On November 16, 2023, Vanasco re–signed with the Dodgers on a one–year, $900,000 major league contract. He returned to Oklahoma City to begin the 2024 season but was called up to the majors for the first time on April 15. He pitched two scoreless innings that night in his debut against the Washington Nationals and recorded his first major league strikeout of Riley Adams. He pitched in one other major league game, on July 13 against the Detroit Tigers, where he allowed three runs on three hits without recording an out. In 24 games in Oklahoma City, he was 0–2 with a 4.24 ERA. Vanasco was designated for assignment by the Dodgers on July 24.

===Detroit Tigers===
On July 29, 2024, the Dodgers traded Vanasco to the Detroit Tigers in exchange for cash considerations. Vanasco was added to the active roster on September 1, as part of the September roster expansion throughout MLB. He recorded his first career win five days later in his Tigers debut against the San Diego Padres. He made two scoreless appearances for Detroit, striking out no batters in two innings pitched. Vanasco was designated for assignment by Detroit on November 19. On November 22, the Tigers non–tendered Vanasco, making him a free agent.

On November 26, 2024, Vanasco re–signed with Detroit on a minor league contract. On July 8, 2025, Vanasco was released by the Tigers. He re-signed with the organization on a new minor league contract two days later, and was subsequently placed on the 60-day injured list.
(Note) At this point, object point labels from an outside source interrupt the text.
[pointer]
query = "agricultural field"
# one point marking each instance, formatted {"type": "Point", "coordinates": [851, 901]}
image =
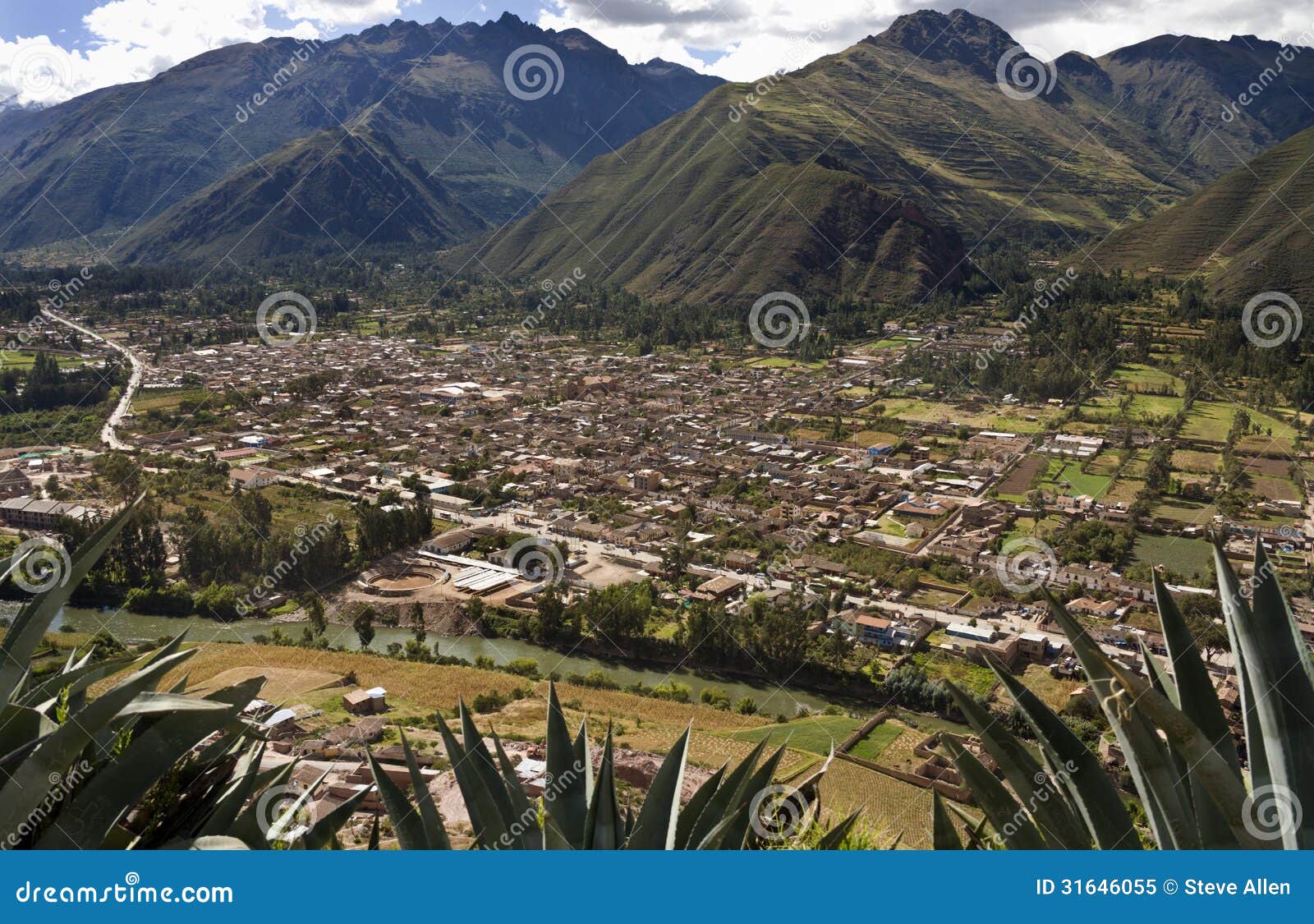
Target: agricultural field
{"type": "Point", "coordinates": [1051, 690]}
{"type": "Point", "coordinates": [974, 678]}
{"type": "Point", "coordinates": [1071, 479]}
{"type": "Point", "coordinates": [1183, 555]}
{"type": "Point", "coordinates": [890, 807]}
{"type": "Point", "coordinates": [875, 742]}
{"type": "Point", "coordinates": [1022, 476]}
{"type": "Point", "coordinates": [1012, 418]}
{"type": "Point", "coordinates": [818, 733]}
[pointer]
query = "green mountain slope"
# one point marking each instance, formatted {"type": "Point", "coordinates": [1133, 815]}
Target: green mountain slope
{"type": "Point", "coordinates": [729, 199]}
{"type": "Point", "coordinates": [1187, 91]}
{"type": "Point", "coordinates": [321, 195]}
{"type": "Point", "coordinates": [100, 168]}
{"type": "Point", "coordinates": [1246, 233]}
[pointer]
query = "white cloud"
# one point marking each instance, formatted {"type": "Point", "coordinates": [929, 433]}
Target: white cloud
{"type": "Point", "coordinates": [136, 39]}
{"type": "Point", "coordinates": [744, 39]}
{"type": "Point", "coordinates": [749, 39]}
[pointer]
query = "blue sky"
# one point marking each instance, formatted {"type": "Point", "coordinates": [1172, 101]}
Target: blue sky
{"type": "Point", "coordinates": [54, 49]}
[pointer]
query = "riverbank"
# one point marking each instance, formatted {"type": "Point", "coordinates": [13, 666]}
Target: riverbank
{"type": "Point", "coordinates": [131, 627]}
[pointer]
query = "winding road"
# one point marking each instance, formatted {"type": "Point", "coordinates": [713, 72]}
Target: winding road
{"type": "Point", "coordinates": [107, 435]}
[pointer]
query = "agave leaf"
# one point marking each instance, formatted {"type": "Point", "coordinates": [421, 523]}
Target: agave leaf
{"type": "Point", "coordinates": [21, 729]}
{"type": "Point", "coordinates": [479, 759]}
{"type": "Point", "coordinates": [1283, 680]}
{"type": "Point", "coordinates": [168, 648]}
{"type": "Point", "coordinates": [655, 830]}
{"type": "Point", "coordinates": [1196, 696]}
{"type": "Point", "coordinates": [435, 834]}
{"type": "Point", "coordinates": [1237, 613]}
{"type": "Point", "coordinates": [604, 827]}
{"type": "Point", "coordinates": [407, 823]}
{"type": "Point", "coordinates": [229, 805]}
{"type": "Point", "coordinates": [567, 799]}
{"type": "Point", "coordinates": [1213, 772]}
{"type": "Point", "coordinates": [832, 839]}
{"type": "Point", "coordinates": [737, 834]}
{"type": "Point", "coordinates": [1050, 811]}
{"type": "Point", "coordinates": [208, 843]}
{"type": "Point", "coordinates": [944, 836]}
{"type": "Point", "coordinates": [1073, 764]}
{"type": "Point", "coordinates": [37, 614]}
{"type": "Point", "coordinates": [526, 811]}
{"type": "Point", "coordinates": [485, 815]}
{"type": "Point", "coordinates": [30, 779]}
{"type": "Point", "coordinates": [696, 806]}
{"type": "Point", "coordinates": [324, 832]}
{"type": "Point", "coordinates": [1149, 759]}
{"type": "Point", "coordinates": [1011, 821]}
{"type": "Point", "coordinates": [584, 759]}
{"type": "Point", "coordinates": [85, 821]}
{"type": "Point", "coordinates": [282, 828]}
{"type": "Point", "coordinates": [728, 797]}
{"type": "Point", "coordinates": [1212, 827]}
{"type": "Point", "coordinates": [247, 825]}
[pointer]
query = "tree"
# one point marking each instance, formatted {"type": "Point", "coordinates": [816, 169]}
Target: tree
{"type": "Point", "coordinates": [315, 613]}
{"type": "Point", "coordinates": [365, 624]}
{"type": "Point", "coordinates": [418, 622]}
{"type": "Point", "coordinates": [551, 614]}
{"type": "Point", "coordinates": [1204, 618]}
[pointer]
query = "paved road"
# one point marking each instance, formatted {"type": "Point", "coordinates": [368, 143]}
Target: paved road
{"type": "Point", "coordinates": [107, 435]}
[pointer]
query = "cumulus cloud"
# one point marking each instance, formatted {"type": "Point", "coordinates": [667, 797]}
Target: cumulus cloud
{"type": "Point", "coordinates": [744, 41]}
{"type": "Point", "coordinates": [136, 39]}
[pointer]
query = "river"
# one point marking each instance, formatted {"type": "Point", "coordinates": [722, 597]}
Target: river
{"type": "Point", "coordinates": [131, 627]}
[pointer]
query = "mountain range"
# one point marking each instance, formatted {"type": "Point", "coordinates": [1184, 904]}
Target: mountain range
{"type": "Point", "coordinates": [407, 131]}
{"type": "Point", "coordinates": [1248, 232]}
{"type": "Point", "coordinates": [861, 172]}
{"type": "Point", "coordinates": [874, 172]}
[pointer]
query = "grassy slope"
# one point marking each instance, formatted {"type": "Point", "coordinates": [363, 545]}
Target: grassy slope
{"type": "Point", "coordinates": [853, 172]}
{"type": "Point", "coordinates": [1247, 232]}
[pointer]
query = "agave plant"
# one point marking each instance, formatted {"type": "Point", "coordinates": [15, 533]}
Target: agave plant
{"type": "Point", "coordinates": [141, 768]}
{"type": "Point", "coordinates": [133, 766]}
{"type": "Point", "coordinates": [733, 808]}
{"type": "Point", "coordinates": [1173, 731]}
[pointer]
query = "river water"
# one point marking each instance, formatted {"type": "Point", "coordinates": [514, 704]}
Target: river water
{"type": "Point", "coordinates": [131, 627]}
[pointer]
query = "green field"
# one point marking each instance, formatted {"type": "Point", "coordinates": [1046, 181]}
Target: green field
{"type": "Point", "coordinates": [818, 733]}
{"type": "Point", "coordinates": [875, 742]}
{"type": "Point", "coordinates": [1186, 556]}
{"type": "Point", "coordinates": [1061, 471]}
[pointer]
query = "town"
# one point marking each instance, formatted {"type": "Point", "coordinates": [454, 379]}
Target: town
{"type": "Point", "coordinates": [773, 538]}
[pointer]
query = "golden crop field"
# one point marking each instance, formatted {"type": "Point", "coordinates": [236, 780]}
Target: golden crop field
{"type": "Point", "coordinates": [889, 806]}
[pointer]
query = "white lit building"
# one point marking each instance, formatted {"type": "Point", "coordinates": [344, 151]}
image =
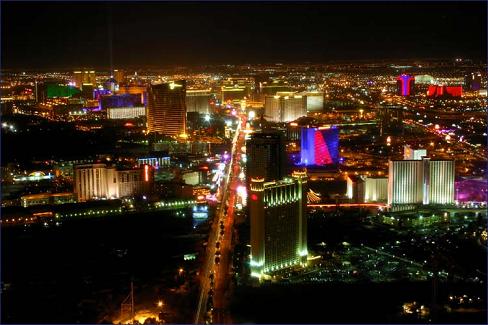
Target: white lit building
{"type": "Point", "coordinates": [278, 224]}
{"type": "Point", "coordinates": [114, 113]}
{"type": "Point", "coordinates": [198, 100]}
{"type": "Point", "coordinates": [413, 154]}
{"type": "Point", "coordinates": [98, 181]}
{"type": "Point", "coordinates": [285, 107]}
{"type": "Point", "coordinates": [315, 101]}
{"type": "Point", "coordinates": [421, 182]}
{"type": "Point", "coordinates": [375, 189]}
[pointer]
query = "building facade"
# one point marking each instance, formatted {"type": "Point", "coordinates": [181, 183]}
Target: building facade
{"type": "Point", "coordinates": [278, 224]}
{"type": "Point", "coordinates": [421, 182]}
{"type": "Point", "coordinates": [266, 156]}
{"type": "Point", "coordinates": [198, 100]}
{"type": "Point", "coordinates": [405, 85]}
{"type": "Point", "coordinates": [285, 107]}
{"type": "Point", "coordinates": [115, 113]}
{"type": "Point", "coordinates": [413, 154]}
{"type": "Point", "coordinates": [319, 146]}
{"type": "Point", "coordinates": [166, 108]}
{"type": "Point", "coordinates": [375, 189]}
{"type": "Point", "coordinates": [99, 181]}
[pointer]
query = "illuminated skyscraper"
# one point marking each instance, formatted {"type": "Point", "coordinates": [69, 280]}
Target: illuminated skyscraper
{"type": "Point", "coordinates": [140, 91]}
{"type": "Point", "coordinates": [319, 146]}
{"type": "Point", "coordinates": [119, 76]}
{"type": "Point", "coordinates": [315, 101]}
{"type": "Point", "coordinates": [237, 89]}
{"type": "Point", "coordinates": [278, 224]}
{"type": "Point", "coordinates": [285, 107]}
{"type": "Point", "coordinates": [422, 181]}
{"type": "Point", "coordinates": [472, 81]}
{"type": "Point", "coordinates": [405, 84]}
{"type": "Point", "coordinates": [266, 156]}
{"type": "Point", "coordinates": [198, 100]}
{"type": "Point", "coordinates": [375, 189]}
{"type": "Point", "coordinates": [166, 108]}
{"type": "Point", "coordinates": [98, 181]}
{"type": "Point", "coordinates": [87, 77]}
{"type": "Point", "coordinates": [413, 154]}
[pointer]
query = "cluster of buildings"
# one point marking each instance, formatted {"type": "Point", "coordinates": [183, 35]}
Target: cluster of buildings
{"type": "Point", "coordinates": [438, 88]}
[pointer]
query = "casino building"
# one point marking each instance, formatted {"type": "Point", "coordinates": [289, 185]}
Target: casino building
{"type": "Point", "coordinates": [278, 224]}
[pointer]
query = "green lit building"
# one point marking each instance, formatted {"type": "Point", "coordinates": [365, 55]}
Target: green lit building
{"type": "Point", "coordinates": [278, 224]}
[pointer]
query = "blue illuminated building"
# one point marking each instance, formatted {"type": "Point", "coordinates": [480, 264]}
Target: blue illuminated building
{"type": "Point", "coordinates": [319, 146]}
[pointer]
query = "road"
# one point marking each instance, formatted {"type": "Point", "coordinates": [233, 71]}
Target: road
{"type": "Point", "coordinates": [221, 270]}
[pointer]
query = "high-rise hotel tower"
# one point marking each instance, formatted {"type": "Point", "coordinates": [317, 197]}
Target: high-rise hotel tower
{"type": "Point", "coordinates": [422, 181]}
{"type": "Point", "coordinates": [278, 224]}
{"type": "Point", "coordinates": [166, 108]}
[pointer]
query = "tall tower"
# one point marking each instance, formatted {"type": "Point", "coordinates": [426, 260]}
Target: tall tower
{"type": "Point", "coordinates": [405, 85]}
{"type": "Point", "coordinates": [266, 156]}
{"type": "Point", "coordinates": [166, 108]}
{"type": "Point", "coordinates": [278, 224]}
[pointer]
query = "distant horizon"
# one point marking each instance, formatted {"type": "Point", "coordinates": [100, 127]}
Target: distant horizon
{"type": "Point", "coordinates": [62, 35]}
{"type": "Point", "coordinates": [412, 61]}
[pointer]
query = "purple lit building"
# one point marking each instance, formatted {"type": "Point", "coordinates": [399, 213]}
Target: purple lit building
{"type": "Point", "coordinates": [405, 84]}
{"type": "Point", "coordinates": [319, 146]}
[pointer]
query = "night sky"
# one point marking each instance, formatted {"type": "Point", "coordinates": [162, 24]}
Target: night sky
{"type": "Point", "coordinates": [155, 34]}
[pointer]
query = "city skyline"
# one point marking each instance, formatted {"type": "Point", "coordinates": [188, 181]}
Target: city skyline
{"type": "Point", "coordinates": [243, 163]}
{"type": "Point", "coordinates": [108, 34]}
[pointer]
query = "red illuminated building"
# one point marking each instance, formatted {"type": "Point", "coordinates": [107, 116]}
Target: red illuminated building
{"type": "Point", "coordinates": [444, 91]}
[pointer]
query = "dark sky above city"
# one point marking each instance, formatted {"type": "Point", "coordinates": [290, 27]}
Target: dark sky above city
{"type": "Point", "coordinates": [65, 35]}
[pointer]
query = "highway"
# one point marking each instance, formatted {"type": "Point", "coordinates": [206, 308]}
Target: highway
{"type": "Point", "coordinates": [211, 307]}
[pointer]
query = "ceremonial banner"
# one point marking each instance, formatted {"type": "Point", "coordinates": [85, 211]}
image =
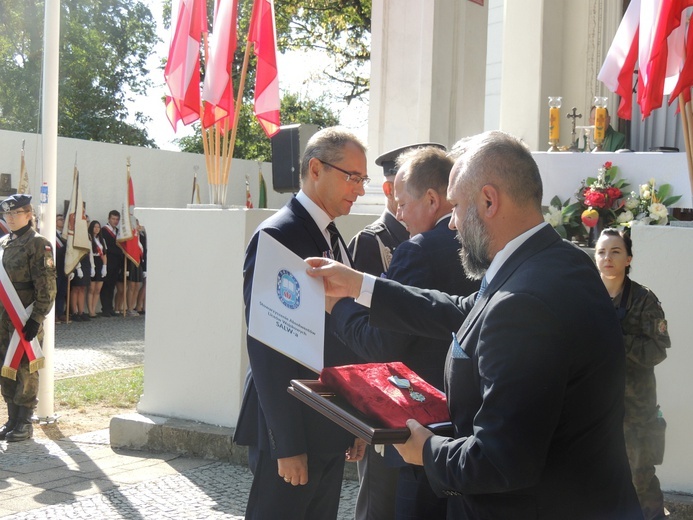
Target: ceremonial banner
{"type": "Point", "coordinates": [18, 315]}
{"type": "Point", "coordinates": [23, 176]}
{"type": "Point", "coordinates": [287, 307]}
{"type": "Point", "coordinates": [128, 236]}
{"type": "Point", "coordinates": [76, 229]}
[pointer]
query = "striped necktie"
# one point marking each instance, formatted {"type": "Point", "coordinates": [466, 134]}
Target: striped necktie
{"type": "Point", "coordinates": [482, 289]}
{"type": "Point", "coordinates": [334, 242]}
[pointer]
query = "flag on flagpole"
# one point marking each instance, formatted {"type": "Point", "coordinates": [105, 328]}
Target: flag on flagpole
{"type": "Point", "coordinates": [262, 198]}
{"type": "Point", "coordinates": [128, 236]}
{"type": "Point", "coordinates": [23, 186]}
{"type": "Point", "coordinates": [262, 34]}
{"type": "Point", "coordinates": [182, 72]}
{"type": "Point", "coordinates": [76, 229]}
{"type": "Point", "coordinates": [217, 91]}
{"type": "Point", "coordinates": [248, 198]}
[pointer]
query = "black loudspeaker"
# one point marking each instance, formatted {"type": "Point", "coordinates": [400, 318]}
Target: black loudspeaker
{"type": "Point", "coordinates": [287, 148]}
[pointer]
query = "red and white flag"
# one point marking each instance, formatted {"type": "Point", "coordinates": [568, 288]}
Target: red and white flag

Vanasco was assigned to Triple-A Toledo to begin the 2026 season. On May 2, 2026, the Tigers selected Vanasco's contract after Will Vest was placed on the injured list. In five appearances for Detroit, he struggled to an 0–1 record and 15.63 ERA with four strikeouts across 6 1/3 innings pitched. Vanasco was designated for assignment by the Tigers on August 24.

===Atlanta Braves===
On August 26, 2026, Vanasco was claimed off of waivers by the Atlanta Braves.